On Tue, May 14, 2024 at 05:18:24AM +0200, Erik Wienhold wrote:
> Parameter $1_2 is taken as $1 because in rule {param} in scan.l we get
> the parameter number with atol which stops at the underscore. That's a
> regression in faff8f8e47f. Before that commit, $1_2 resulted in
> "ERROR: trailing junk after parameter".
Indeed, the behavior of HEAD is confusing. "1_2" means 12 as a
constant in a query, not 1, but HEAD implies 1 in the context of
PREPARE here.
> I can't tell which fix is the way to go: (1) accept underscores without
> using atol, or (2) just forbid underscores. Any ideas?

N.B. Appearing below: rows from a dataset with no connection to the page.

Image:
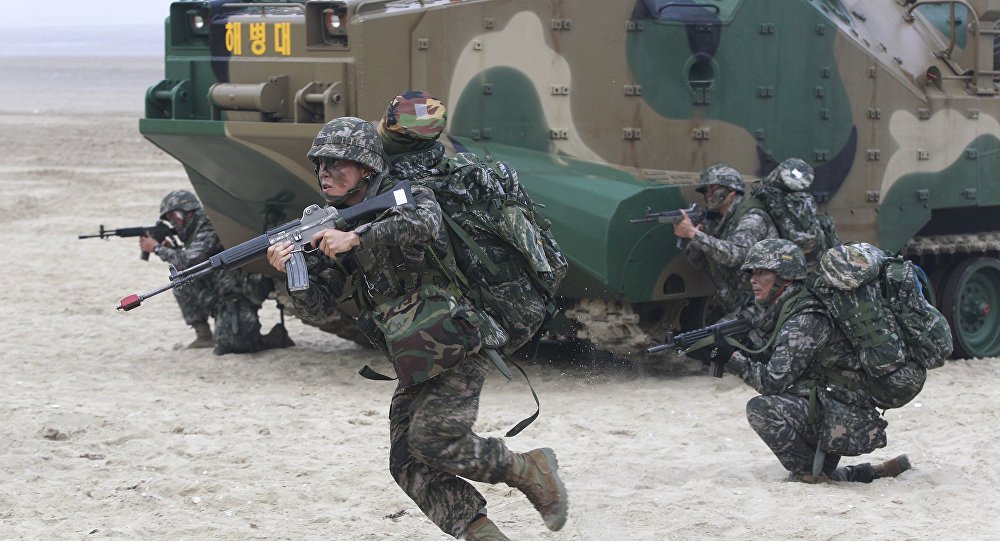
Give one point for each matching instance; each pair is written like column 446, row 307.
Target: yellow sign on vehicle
column 281, row 38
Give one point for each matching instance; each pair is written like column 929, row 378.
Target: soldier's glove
column 713, row 353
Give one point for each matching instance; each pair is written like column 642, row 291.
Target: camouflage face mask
column 715, row 197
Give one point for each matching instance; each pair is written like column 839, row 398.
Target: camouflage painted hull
column 607, row 108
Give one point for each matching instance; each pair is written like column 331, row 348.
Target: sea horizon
column 116, row 40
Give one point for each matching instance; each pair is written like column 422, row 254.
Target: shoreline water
column 111, row 431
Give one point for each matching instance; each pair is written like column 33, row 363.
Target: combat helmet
column 721, row 175
column 850, row 265
column 413, row 121
column 781, row 256
column 349, row 138
column 794, row 175
column 178, row 200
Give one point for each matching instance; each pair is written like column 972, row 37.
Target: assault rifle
column 696, row 213
column 684, row 341
column 298, row 232
column 159, row 231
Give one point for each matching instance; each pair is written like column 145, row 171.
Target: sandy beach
column 109, row 430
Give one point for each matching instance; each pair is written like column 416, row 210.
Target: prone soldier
column 232, row 297
column 814, row 405
column 410, row 310
column 721, row 243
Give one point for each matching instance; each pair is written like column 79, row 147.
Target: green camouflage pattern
column 609, row 108
column 516, row 263
column 427, row 333
column 721, row 175
column 178, row 200
column 349, row 138
column 434, row 451
column 722, row 248
column 781, row 256
column 232, row 297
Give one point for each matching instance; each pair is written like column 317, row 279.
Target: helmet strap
column 775, row 293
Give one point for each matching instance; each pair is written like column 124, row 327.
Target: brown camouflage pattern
column 413, row 120
column 872, row 316
column 232, row 297
column 723, row 246
column 487, row 201
column 427, row 333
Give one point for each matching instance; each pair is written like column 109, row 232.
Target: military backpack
column 878, row 303
column 509, row 264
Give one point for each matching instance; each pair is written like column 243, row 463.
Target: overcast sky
column 83, row 12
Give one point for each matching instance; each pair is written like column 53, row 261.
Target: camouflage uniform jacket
column 389, row 263
column 722, row 247
column 808, row 347
column 202, row 242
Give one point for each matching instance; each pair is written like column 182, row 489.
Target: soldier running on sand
column 433, row 448
column 232, row 297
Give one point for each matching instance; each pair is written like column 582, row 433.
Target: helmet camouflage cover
column 349, row 138
column 179, row 200
column 781, row 256
column 795, row 174
column 721, row 175
column 850, row 265
column 413, row 118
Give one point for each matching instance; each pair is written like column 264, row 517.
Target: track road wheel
column 971, row 303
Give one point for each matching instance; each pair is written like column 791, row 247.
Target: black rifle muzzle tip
column 130, row 302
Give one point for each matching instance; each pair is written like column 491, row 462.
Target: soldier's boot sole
column 892, row 468
column 535, row 473
column 277, row 337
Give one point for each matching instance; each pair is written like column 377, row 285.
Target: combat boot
column 534, row 473
column 892, row 468
column 203, row 336
column 483, row 529
column 277, row 337
column 809, row 478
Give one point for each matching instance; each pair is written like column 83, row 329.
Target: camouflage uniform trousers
column 782, row 421
column 432, row 445
column 237, row 326
column 197, row 300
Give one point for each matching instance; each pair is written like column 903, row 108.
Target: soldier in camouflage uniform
column 814, row 405
column 432, row 445
column 232, row 297
column 721, row 244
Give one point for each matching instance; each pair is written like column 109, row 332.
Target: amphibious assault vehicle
column 608, row 108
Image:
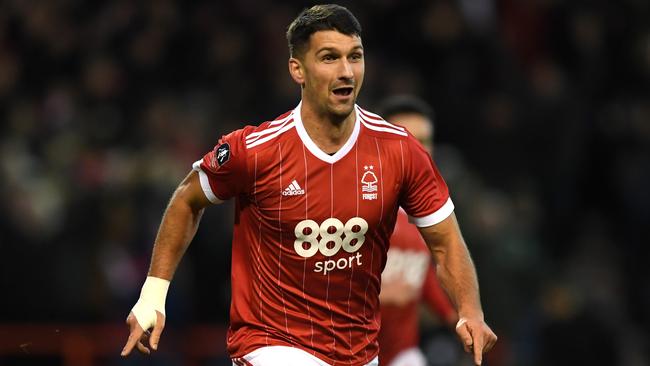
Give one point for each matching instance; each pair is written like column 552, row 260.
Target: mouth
column 344, row 91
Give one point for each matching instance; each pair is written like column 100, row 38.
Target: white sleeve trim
column 434, row 218
column 205, row 183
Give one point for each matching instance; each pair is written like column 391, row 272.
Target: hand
column 138, row 336
column 477, row 337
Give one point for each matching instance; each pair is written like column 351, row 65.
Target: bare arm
column 457, row 276
column 178, row 227
column 179, row 224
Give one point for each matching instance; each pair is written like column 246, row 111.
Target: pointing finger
column 478, row 348
column 157, row 331
column 465, row 336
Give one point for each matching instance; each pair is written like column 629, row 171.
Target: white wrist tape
column 152, row 298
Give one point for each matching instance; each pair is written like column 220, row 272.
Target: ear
column 296, row 71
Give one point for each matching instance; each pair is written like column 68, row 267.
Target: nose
column 345, row 71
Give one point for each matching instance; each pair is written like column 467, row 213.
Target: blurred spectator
column 545, row 138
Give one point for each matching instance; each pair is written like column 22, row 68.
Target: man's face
column 418, row 125
column 333, row 69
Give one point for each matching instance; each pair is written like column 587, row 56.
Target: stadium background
column 543, row 133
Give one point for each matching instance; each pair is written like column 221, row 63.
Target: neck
column 329, row 132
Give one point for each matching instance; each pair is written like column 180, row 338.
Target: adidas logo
column 293, row 189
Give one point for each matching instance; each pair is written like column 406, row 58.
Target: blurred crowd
column 542, row 132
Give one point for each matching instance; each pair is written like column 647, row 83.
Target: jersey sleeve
column 223, row 172
column 425, row 197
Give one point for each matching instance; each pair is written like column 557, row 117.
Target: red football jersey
column 311, row 230
column 409, row 260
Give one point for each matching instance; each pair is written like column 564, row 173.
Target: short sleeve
column 425, row 196
column 223, row 172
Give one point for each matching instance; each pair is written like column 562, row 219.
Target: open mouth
column 343, row 91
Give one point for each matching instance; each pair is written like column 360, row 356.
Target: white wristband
column 152, row 298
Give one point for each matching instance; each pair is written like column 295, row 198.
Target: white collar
column 314, row 149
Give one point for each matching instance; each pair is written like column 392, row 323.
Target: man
column 409, row 276
column 317, row 192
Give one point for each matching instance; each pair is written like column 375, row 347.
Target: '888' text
column 329, row 238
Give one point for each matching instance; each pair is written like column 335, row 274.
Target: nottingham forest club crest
column 369, row 183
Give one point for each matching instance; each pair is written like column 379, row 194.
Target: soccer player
column 409, row 276
column 317, row 192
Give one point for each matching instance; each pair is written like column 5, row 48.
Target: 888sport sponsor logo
column 329, row 238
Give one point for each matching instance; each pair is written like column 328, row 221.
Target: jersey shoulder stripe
column 375, row 127
column 376, row 123
column 289, row 124
column 269, row 128
column 377, row 119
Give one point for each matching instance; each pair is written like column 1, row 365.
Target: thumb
column 157, row 330
column 464, row 334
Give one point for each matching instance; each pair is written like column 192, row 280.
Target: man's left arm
column 457, row 276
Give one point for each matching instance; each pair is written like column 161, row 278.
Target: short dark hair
column 405, row 104
column 318, row 18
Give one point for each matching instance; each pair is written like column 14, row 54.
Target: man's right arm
column 178, row 227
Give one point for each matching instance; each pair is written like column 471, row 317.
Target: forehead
column 331, row 39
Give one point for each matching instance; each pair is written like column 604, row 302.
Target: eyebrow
column 332, row 49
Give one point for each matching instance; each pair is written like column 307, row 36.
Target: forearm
column 457, row 276
column 177, row 229
column 455, row 269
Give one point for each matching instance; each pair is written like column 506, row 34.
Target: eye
column 356, row 56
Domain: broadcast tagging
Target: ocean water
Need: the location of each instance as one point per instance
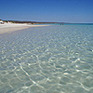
(52, 59)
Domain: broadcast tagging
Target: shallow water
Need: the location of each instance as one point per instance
(52, 59)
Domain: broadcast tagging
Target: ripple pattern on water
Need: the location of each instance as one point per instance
(55, 59)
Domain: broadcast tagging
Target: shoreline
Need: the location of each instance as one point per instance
(11, 27)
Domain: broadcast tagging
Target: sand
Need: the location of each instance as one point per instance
(10, 27)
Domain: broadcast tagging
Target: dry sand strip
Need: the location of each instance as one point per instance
(9, 27)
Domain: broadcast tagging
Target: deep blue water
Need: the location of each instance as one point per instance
(52, 59)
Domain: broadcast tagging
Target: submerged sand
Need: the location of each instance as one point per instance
(9, 27)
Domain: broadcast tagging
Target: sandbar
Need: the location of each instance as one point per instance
(10, 27)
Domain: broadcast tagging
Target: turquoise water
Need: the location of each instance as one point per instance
(52, 59)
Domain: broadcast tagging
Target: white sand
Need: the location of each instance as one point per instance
(9, 27)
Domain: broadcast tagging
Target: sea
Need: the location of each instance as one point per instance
(48, 59)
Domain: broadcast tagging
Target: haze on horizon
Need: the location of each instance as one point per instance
(75, 11)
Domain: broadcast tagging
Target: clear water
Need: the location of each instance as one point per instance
(52, 59)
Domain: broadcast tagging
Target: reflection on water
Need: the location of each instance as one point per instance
(54, 59)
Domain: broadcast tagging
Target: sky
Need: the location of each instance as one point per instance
(75, 11)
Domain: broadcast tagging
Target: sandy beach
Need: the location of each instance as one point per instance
(10, 27)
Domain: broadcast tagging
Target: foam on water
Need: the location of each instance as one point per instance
(54, 59)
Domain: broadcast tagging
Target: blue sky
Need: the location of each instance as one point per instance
(47, 10)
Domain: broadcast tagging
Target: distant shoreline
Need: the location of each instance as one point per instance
(10, 27)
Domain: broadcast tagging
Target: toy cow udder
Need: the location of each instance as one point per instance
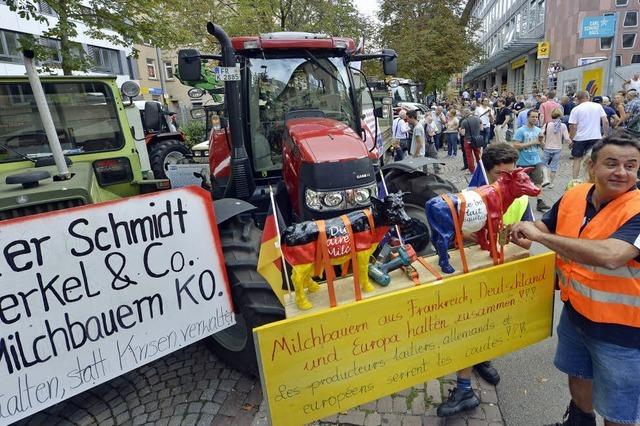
(475, 214)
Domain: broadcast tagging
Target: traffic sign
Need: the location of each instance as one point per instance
(598, 26)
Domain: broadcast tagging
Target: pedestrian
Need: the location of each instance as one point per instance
(485, 114)
(632, 109)
(418, 143)
(439, 120)
(527, 141)
(472, 139)
(594, 230)
(612, 117)
(400, 132)
(451, 133)
(584, 128)
(547, 106)
(521, 120)
(555, 134)
(503, 117)
(498, 157)
(633, 83)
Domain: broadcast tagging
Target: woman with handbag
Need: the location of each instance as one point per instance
(555, 134)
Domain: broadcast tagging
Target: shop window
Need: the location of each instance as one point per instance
(630, 19)
(151, 69)
(605, 43)
(628, 40)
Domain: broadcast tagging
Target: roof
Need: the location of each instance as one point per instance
(292, 40)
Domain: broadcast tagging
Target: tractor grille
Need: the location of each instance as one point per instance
(39, 208)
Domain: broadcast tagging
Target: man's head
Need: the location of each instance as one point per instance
(582, 96)
(412, 117)
(614, 164)
(499, 157)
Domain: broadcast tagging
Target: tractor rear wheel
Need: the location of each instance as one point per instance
(256, 303)
(420, 188)
(165, 152)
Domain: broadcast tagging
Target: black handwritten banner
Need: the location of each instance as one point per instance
(323, 363)
(90, 293)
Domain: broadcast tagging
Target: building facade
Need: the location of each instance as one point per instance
(510, 31)
(107, 57)
(157, 79)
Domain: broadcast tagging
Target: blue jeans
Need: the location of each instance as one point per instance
(437, 140)
(452, 143)
(614, 370)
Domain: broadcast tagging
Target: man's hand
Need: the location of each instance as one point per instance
(525, 231)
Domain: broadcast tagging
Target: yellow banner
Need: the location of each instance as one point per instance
(518, 62)
(543, 50)
(323, 363)
(593, 81)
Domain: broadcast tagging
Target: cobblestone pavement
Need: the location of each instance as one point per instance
(192, 387)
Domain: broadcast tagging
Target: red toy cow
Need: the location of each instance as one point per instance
(449, 214)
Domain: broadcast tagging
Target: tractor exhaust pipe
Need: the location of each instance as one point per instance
(241, 184)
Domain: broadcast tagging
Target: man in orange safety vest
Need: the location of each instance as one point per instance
(595, 231)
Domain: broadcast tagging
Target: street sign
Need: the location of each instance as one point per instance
(543, 50)
(227, 73)
(598, 26)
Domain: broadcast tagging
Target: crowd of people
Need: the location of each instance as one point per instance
(594, 228)
(537, 126)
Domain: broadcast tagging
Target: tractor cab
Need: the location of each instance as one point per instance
(301, 126)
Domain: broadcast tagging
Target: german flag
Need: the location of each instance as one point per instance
(270, 257)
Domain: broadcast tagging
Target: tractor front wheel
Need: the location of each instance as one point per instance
(255, 302)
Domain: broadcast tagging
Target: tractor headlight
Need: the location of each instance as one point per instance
(312, 199)
(333, 199)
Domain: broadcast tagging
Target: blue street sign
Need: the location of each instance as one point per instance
(598, 26)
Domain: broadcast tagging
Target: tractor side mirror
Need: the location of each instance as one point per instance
(189, 64)
(389, 62)
(198, 113)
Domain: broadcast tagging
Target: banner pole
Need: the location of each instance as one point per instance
(284, 262)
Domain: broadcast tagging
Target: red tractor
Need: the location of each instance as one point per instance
(292, 121)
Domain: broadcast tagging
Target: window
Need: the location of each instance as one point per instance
(45, 9)
(628, 40)
(105, 60)
(605, 43)
(630, 19)
(10, 47)
(168, 69)
(151, 69)
(53, 53)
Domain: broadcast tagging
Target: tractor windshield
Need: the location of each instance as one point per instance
(310, 85)
(84, 114)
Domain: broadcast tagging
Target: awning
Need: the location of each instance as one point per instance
(509, 52)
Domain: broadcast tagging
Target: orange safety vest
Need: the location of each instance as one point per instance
(600, 294)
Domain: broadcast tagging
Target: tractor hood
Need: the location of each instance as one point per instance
(324, 140)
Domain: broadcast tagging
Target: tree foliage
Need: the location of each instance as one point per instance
(252, 17)
(431, 39)
(122, 22)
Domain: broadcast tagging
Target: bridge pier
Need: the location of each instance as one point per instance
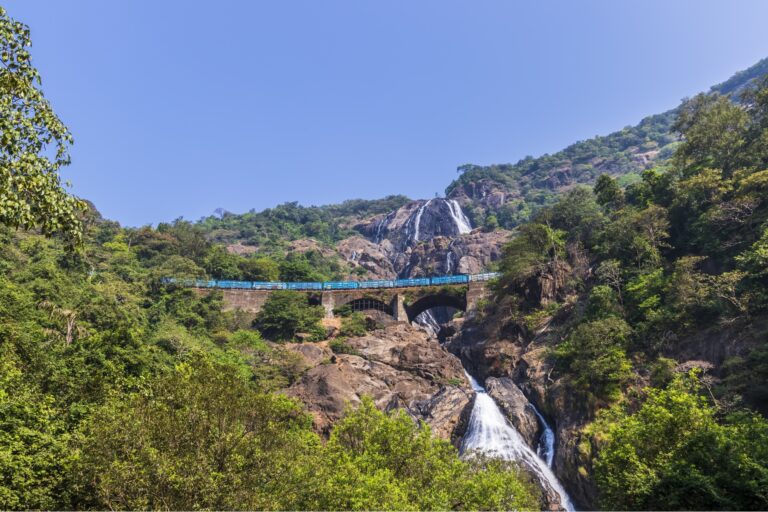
(398, 308)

Does the SQL specification tell anything about the way parameters
should be marked? Not everything out there uses dollar-marked
parameters, so I guess that the answer to my question is no. My take
is all these cases should be rejected for params, only apply to
numeric and integer constants in the queries.
> atol can be replaced with pg_strtoint32_safe to handle the underscores.
> This also avoids atol's undefined behavior on overflows. AFAICT,
> positional parameters are not part of the SQL standard, so nothing
> prevents us from accepting underscores here as well. The attached patch
> does that and also adds a test case.
>
> But reverting {param} to its old form to forbid underscores also makes
> sense. That is:
>
> param \${decdigit}+
> param_junk \${decdigit}+{ident_start}
>
> It seems very unlikely that anybody uses that many parameters and still
> cares about readability to use underscores. But maybe users simply
> expect that underscores are valid here as well.
Adding Dean in CC as the committer of faff8f8e47f, Peter E for the SQL
specification part, and an open item.